Papa Francisco acena para multidão na Praça de São Pedro lotada em 2013
Foto: Getty Images
Nove de março de 2013. Diante de cardeais do mundo todo, o argentino Jorge Mario Bergoglio leu um discurso de quatro minutos que o levou à chefia da Igreja Católica. O manuscrito continha críticas teológicas construtivas e traçava as características ideais de conduta do futuro pontífice.
O texto foi proclamado durante uma das congregações gerais entre os eleitores antes do conclave (processo altamente secreto para eleger o papa). Os cardeais participam desses encontros entre a morte do papa e a votação.
Durante as reuniões, são discutidos os desafios e as perspectivas para o catolicismo. Os líderes religiosos também debatem o perfil do novo papa para atender às demandas administrativas, promover a evangelização e orientar os fiéis e o clero.
Os cardeais podem ler os discursos com a finalidade de expressar a visão sobre os pontos relevantes a serem tratados pela autoridade máxima da Igreja ao decorrer do pontificado.
Estudiosos do Vaticano afirmam que o discurso do argentino impactou a decisão dos arcebispos eleitores, levando Bergoglio a se tornar o primeiro pontífice sul-americano da História.
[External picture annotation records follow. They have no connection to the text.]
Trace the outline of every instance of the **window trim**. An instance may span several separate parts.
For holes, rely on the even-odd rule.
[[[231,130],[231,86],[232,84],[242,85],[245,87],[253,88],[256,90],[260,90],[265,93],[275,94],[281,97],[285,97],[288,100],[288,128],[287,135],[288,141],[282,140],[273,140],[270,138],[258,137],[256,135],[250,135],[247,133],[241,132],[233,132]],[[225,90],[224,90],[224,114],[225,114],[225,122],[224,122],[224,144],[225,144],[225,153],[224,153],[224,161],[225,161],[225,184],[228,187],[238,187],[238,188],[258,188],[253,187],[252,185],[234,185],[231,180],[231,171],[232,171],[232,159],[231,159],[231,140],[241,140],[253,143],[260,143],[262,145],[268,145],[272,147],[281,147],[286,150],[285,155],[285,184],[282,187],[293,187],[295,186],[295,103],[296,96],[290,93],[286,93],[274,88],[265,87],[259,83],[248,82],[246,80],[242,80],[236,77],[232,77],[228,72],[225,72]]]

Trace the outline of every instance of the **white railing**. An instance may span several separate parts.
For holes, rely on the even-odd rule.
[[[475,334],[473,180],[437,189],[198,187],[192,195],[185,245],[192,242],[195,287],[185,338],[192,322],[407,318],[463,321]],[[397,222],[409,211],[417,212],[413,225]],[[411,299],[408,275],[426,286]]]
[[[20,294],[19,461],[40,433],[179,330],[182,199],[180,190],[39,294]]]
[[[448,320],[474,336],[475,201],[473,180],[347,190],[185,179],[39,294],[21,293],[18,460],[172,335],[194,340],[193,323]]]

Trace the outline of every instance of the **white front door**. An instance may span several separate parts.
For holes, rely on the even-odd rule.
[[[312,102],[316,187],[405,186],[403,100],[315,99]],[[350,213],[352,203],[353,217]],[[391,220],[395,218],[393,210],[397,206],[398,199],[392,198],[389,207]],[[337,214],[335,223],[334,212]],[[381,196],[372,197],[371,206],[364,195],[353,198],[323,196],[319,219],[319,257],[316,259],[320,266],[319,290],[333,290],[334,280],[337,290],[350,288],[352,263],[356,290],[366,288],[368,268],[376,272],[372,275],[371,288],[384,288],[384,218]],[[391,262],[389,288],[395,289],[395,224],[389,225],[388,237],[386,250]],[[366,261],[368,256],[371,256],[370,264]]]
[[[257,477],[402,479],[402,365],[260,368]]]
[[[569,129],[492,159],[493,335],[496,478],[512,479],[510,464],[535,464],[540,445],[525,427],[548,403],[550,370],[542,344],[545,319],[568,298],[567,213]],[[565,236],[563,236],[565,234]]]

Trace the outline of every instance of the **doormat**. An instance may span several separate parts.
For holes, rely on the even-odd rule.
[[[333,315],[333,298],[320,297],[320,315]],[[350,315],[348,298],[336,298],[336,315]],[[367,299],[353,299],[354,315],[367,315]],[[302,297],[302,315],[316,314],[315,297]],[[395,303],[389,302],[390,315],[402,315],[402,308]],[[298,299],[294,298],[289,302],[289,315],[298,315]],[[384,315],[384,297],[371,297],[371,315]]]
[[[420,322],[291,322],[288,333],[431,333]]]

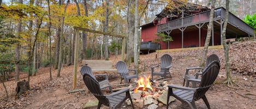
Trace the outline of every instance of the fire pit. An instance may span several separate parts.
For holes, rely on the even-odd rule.
[[[131,92],[133,102],[135,108],[157,108],[166,104],[167,85],[168,82],[162,80],[150,82],[151,76],[141,77],[138,80],[138,84]],[[170,99],[170,101],[173,101]],[[128,102],[129,105],[130,102]]]

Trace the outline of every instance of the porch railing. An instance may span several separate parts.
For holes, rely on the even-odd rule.
[[[158,33],[163,32],[182,27],[208,22],[210,21],[210,11],[206,11],[159,24],[157,27],[157,31]],[[225,9],[222,7],[215,9],[213,19],[215,20],[220,20],[221,18],[224,20],[225,18]],[[228,23],[233,26],[246,31],[247,34],[253,35],[253,28],[230,12],[229,14],[228,20]]]

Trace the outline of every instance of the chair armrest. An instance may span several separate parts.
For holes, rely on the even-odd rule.
[[[151,68],[154,68],[154,67],[158,67],[158,66],[160,66],[160,65],[156,65],[156,66],[152,66],[152,67],[151,67]]]
[[[123,93],[124,92],[126,92],[127,91],[129,91],[129,88],[124,88],[124,89],[122,89],[121,90],[120,90],[117,92],[114,92],[110,94],[109,94],[108,95],[106,95],[106,97],[113,97],[113,96],[115,96],[116,95],[118,95],[118,94],[120,94],[121,93]]]
[[[199,75],[202,75],[202,74],[203,74],[203,72],[201,71],[200,72],[197,72],[197,73],[195,73],[195,79],[198,79],[198,76]]]
[[[168,88],[176,88],[176,89],[184,89],[184,90],[187,90],[187,91],[195,91],[197,89],[197,88],[184,87],[184,86],[177,86],[175,85],[169,85]]]
[[[171,68],[172,66],[172,65],[170,65],[170,66],[169,66],[165,67],[165,68]]]
[[[134,71],[136,74],[138,74],[138,70],[136,69],[129,69],[129,70],[131,71]]]
[[[108,75],[106,74],[96,74],[95,75],[95,76],[103,76],[105,77],[105,78],[106,79],[108,79]]]
[[[192,81],[192,82],[201,82],[200,79],[193,79],[193,78],[188,79],[188,81]]]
No manuscrito, sem cogitar que seria eleito, o argentino expôs as ideias que influenciaram as suas decisões durante o papado.
Ele alertou que a Igreja fechada em si, que não está disposta a ir para as periferias evangelizar, corre o grave risco de se fechar. Segundo os escritos, isso poderia afastar o clero da verdadeira missão do catolicismo, afetado por um grande mal: a humanidade espiritual - conceito da teologia católica.
Na visão de Bergoglio, havia duas imagens de igreja:
Evidentemente, ele criticava o segundo modelo.
"Pensando no próximo Papa: um homem que, a partir da contemplação de Jesus Cristo e da adoração a Jesus Cristo, ajude a Igreja a sair de si rumo às periferias existenciais, que a ajude a ser a mãe fecunda que vive da ‘doce e confortadora alegria de evangelizar’", disse o cardeal, eleito pontífice dois depois.
Nos 12 anos de papado, Francisco dedicou atenção especial aos pobres e pessoas mais vulneráveis, como os desabrigados e os refugiados. Ganhou popularidade entre católicos e não crentes ao tratar temas como justiça social, meio ambiente e questões migratórias.
O Discurso que Influenciou o Conclave de 2013
O discurso foi feito a portas fechadas e não havia sido planejado para divulgação. No entanto, o cardeal argentino entregou as anotações em espanhol ao cardeal Jaime Ortega, de Havana (Cuba).
Após a eleição de Francisco como papa, Ortega recebeu autorização do pontífice para repassar à imprensa. Leia abaixo após a imagem:
"Evangelizar implica zelo apostólico. Evangelizar pressupõe um desejo da Igreja de sair de si mesma. A Igreja é chamada a sair de si mesma e a ir às periferias, não apenas geográficas, mas também existenciais: o mistério do pecado, da dor, da injustiça, da ignorância e da indiferença à religião, das correntes intelectuais e de toda a miséria.
Quando a Igreja não sai de si mesma para evangelizar, torna-se autorreferencial e adoece. Os males que, no percurso do tempo, ocorrem nas instituições eclesiais têm raiz na autorreferencialidade e numa espécie de narcisismo teológico. No Apocalipse, Jesus diz que está à porta e bate.
Obviamente, o texto se refere à sua batida de fora para entrar, mas penso nas vezes em que Jesus bate de dentro para que o deixemos sair. A Igreja autorreferencial mantém Jesus Cristo dentro de si e não o deixa sair.
Quando a Igreja é autorreferencial, inadvertidamente, acredita ter sua própria luz; deixa de ser o mysterium lunae (latim para "mistério da lua", ou seja, que reflete a luz de Cristo da mesma forma que a lua reflete a luz do sol) e dá lugar àquele mal gravíssimo, a mundanidade espiritual (que, segundo De Lubac, é o pior mal que pode sobrevir à Igreja). Vive para dar glória apenas uns aos outros.
Simplificando, existem duas imagens da Igreja: a Igreja que evangeliza e sai de si mesma, a Dei Verbum religiose audiens et fidente proclamans (latim para "ouvir a palavra de Deus com reverência e proclamá-la com fé"); e a Igreja mundana, vivendo em si mesma, de si mesma, para si mesma. Isso deve lançar luz sobre as possíveis mudanças e reformas que devem ser feitas para a salvação das almas.
Pensando no próximo papa: Ele deve ser um homem que, a partir da contemplação e da adoração de Jesus Cristo, ajude a Igreja a ir para as periferias existenciais, que a ajude a ser a mãe fecunda, que ganha vida com "a doce e reconfortante alegria de evangelizar".